The Love Labour's Lost
And, like many splits, it's acrimonious. Now that the rose-tinted spec's are off, the many, many faults in the former sweetheart are glaringly obvious. And they're gonna get told.
The Sun's "Dear John" letter to Gordo' doesn't just dump him: it kicks him in the nuts and cuts up all his suits, stamps on his glass eye and shits on his sofa.
Even the timing was deliberate - puncture Gordon's bubble just as he's finished inflating it. Nip the 'fightback' in the bud.
But why dump him? Here's wot the Sun says:
Britain feels broken . . . and the Government is out of excuses.
FAILED on law and order ... Knife murders are soaring. Smirking criminals routinely walk free in the name of political correctness, while decent people live in a virtual police state of snooping cameras and petty officials empowered to spy and to punish.
FAILED on schools .. four in 10 kids ... still unable to read, write or add up properly. ... every year "grade inflation" ensures record GCSE and A-level passes to fuel Government propaganda.

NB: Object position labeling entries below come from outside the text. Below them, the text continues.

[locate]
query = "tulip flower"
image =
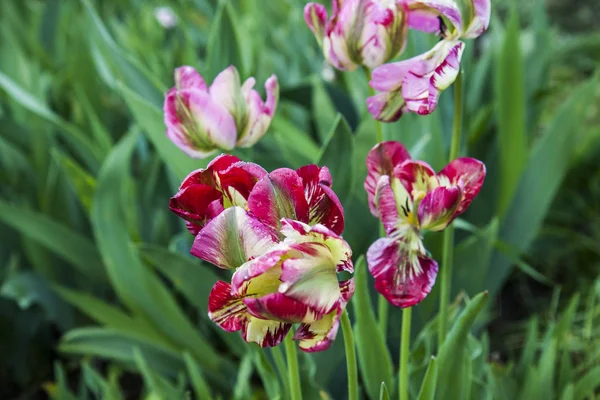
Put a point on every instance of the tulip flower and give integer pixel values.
(415, 84)
(410, 198)
(277, 284)
(205, 193)
(359, 32)
(304, 195)
(201, 120)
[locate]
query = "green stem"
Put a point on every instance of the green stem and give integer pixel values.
(293, 371)
(281, 369)
(378, 126)
(448, 249)
(404, 353)
(350, 357)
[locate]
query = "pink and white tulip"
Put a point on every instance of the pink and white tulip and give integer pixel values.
(414, 85)
(409, 198)
(202, 120)
(359, 32)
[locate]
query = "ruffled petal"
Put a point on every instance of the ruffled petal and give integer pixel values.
(381, 160)
(278, 195)
(232, 238)
(480, 18)
(324, 207)
(187, 77)
(403, 277)
(424, 15)
(467, 172)
(318, 335)
(438, 208)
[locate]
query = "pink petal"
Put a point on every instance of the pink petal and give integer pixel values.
(187, 77)
(381, 160)
(324, 207)
(318, 335)
(278, 195)
(423, 15)
(470, 174)
(438, 208)
(395, 277)
(416, 176)
(315, 16)
(481, 12)
(232, 238)
(279, 307)
(226, 91)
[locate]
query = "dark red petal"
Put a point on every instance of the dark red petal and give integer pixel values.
(381, 160)
(389, 265)
(278, 195)
(227, 311)
(468, 172)
(438, 208)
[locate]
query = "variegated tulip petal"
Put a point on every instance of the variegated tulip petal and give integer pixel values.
(381, 160)
(438, 208)
(278, 195)
(386, 204)
(265, 333)
(387, 106)
(187, 77)
(279, 307)
(480, 18)
(417, 177)
(324, 207)
(437, 70)
(224, 309)
(318, 335)
(310, 276)
(226, 90)
(232, 238)
(194, 204)
(404, 278)
(315, 16)
(467, 172)
(260, 113)
(299, 232)
(424, 15)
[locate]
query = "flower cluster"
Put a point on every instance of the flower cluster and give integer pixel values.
(415, 84)
(410, 198)
(280, 234)
(202, 120)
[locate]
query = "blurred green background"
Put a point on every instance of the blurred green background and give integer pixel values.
(98, 295)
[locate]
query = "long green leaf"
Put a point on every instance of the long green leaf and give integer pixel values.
(71, 246)
(373, 357)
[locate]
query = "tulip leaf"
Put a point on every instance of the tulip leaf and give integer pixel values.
(451, 383)
(135, 285)
(510, 100)
(150, 119)
(340, 141)
(373, 356)
(224, 47)
(69, 245)
(429, 384)
(201, 388)
(72, 134)
(546, 169)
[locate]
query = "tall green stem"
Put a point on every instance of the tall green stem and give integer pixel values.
(350, 357)
(448, 249)
(404, 353)
(293, 371)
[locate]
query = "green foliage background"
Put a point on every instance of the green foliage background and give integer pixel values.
(98, 289)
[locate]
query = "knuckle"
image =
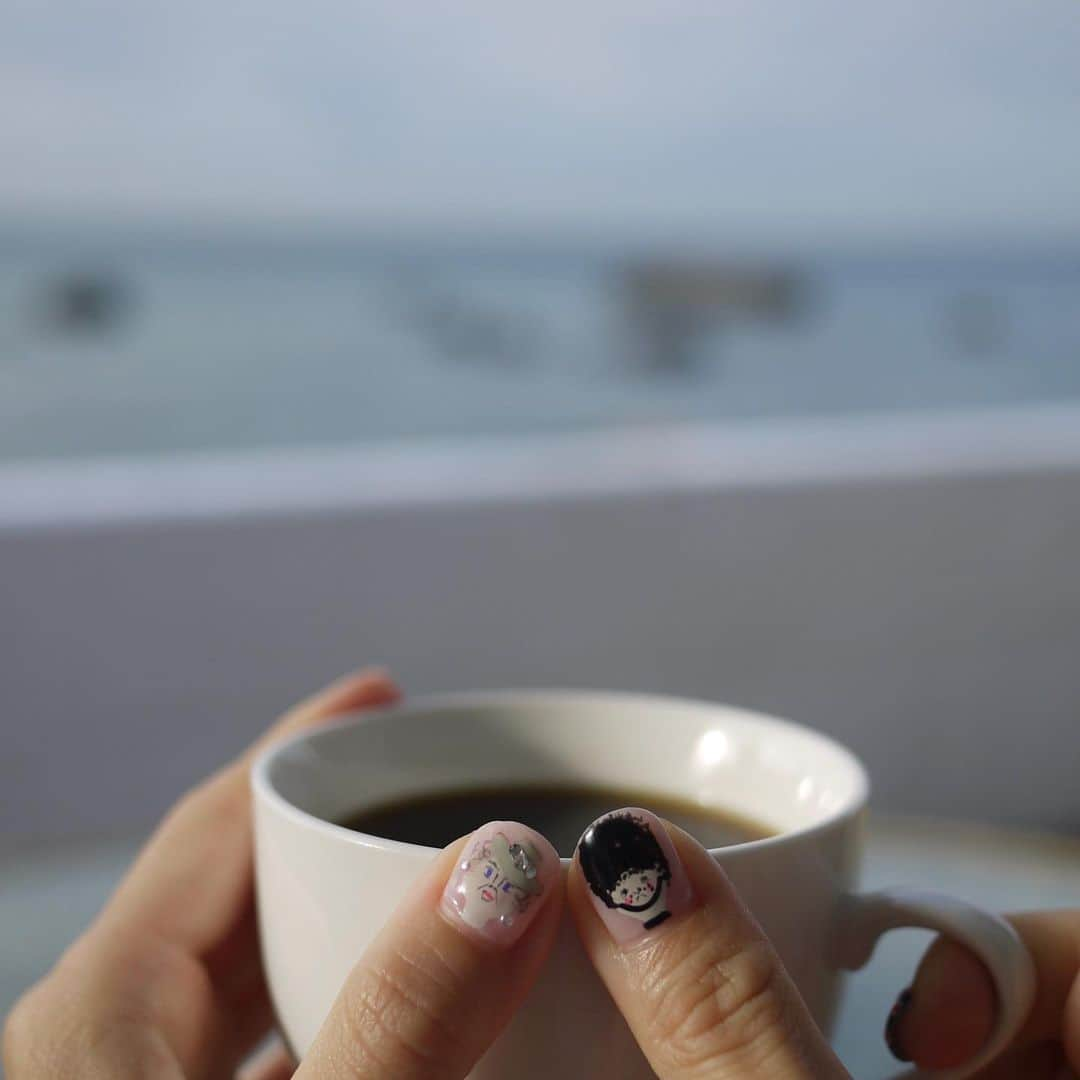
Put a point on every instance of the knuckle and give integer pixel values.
(18, 1031)
(399, 1015)
(713, 1007)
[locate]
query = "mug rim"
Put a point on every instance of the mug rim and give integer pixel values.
(264, 788)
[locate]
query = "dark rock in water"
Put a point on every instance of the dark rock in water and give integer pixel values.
(85, 302)
(976, 323)
(670, 305)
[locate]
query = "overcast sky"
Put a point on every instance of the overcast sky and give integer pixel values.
(750, 113)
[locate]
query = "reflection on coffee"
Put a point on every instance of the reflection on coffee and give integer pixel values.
(561, 813)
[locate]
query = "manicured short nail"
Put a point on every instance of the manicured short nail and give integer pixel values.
(635, 879)
(504, 875)
(892, 1026)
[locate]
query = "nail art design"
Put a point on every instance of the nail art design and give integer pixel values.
(500, 879)
(635, 877)
(892, 1025)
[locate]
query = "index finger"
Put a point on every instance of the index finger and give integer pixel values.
(694, 976)
(947, 1014)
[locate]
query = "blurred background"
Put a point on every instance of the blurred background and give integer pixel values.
(724, 350)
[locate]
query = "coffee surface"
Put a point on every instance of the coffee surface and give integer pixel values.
(561, 813)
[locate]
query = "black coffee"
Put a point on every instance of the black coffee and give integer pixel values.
(559, 813)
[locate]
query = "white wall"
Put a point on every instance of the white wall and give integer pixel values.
(912, 589)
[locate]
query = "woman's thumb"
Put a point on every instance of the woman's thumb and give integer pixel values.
(439, 984)
(699, 984)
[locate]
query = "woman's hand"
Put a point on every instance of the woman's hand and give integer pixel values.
(167, 982)
(947, 1014)
(700, 986)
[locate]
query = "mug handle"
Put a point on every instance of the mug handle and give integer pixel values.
(865, 917)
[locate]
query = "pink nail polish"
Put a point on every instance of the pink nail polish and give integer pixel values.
(504, 875)
(635, 880)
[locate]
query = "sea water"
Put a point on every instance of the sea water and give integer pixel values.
(192, 349)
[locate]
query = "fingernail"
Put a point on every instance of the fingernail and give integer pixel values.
(635, 879)
(892, 1025)
(504, 875)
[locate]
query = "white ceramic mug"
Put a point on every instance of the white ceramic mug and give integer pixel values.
(324, 891)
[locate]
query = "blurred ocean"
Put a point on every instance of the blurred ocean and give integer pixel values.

FAILED on health - spending billions on clipboard-ticking target managers instead of on frontline care.
FAILED our troops in Iraq and Afghanistan, leaving them to die through chronic under-funding and the shambolic leadership of dismal Defence Secretaries like Bob Ainsworth.
Billions more spent, insanely, making benefits more lucrative than a pay cheque - creating a huge, idle underclass for whom work is a dirty word.
And then, the Sun's view on why Gordon and Labour did all this:
And all along the Government has had one overriding concern: Itself.
Labour's driving ambition has not been to improve Britain. It has been to retain power at all costs - with no lie judged too great in its ruthless and relentless self-promotion.
That is a fact Gordon Brown cannot escape, for all his rhetoric yesterday - his rewriting of history, his absurd caricature of the "heartless" Tories, his tired promises to solve problems he has had 12 years to solve.
That's told 'em, eh? It's a safe bet that McBroon will be choking on his cornflakes this morning.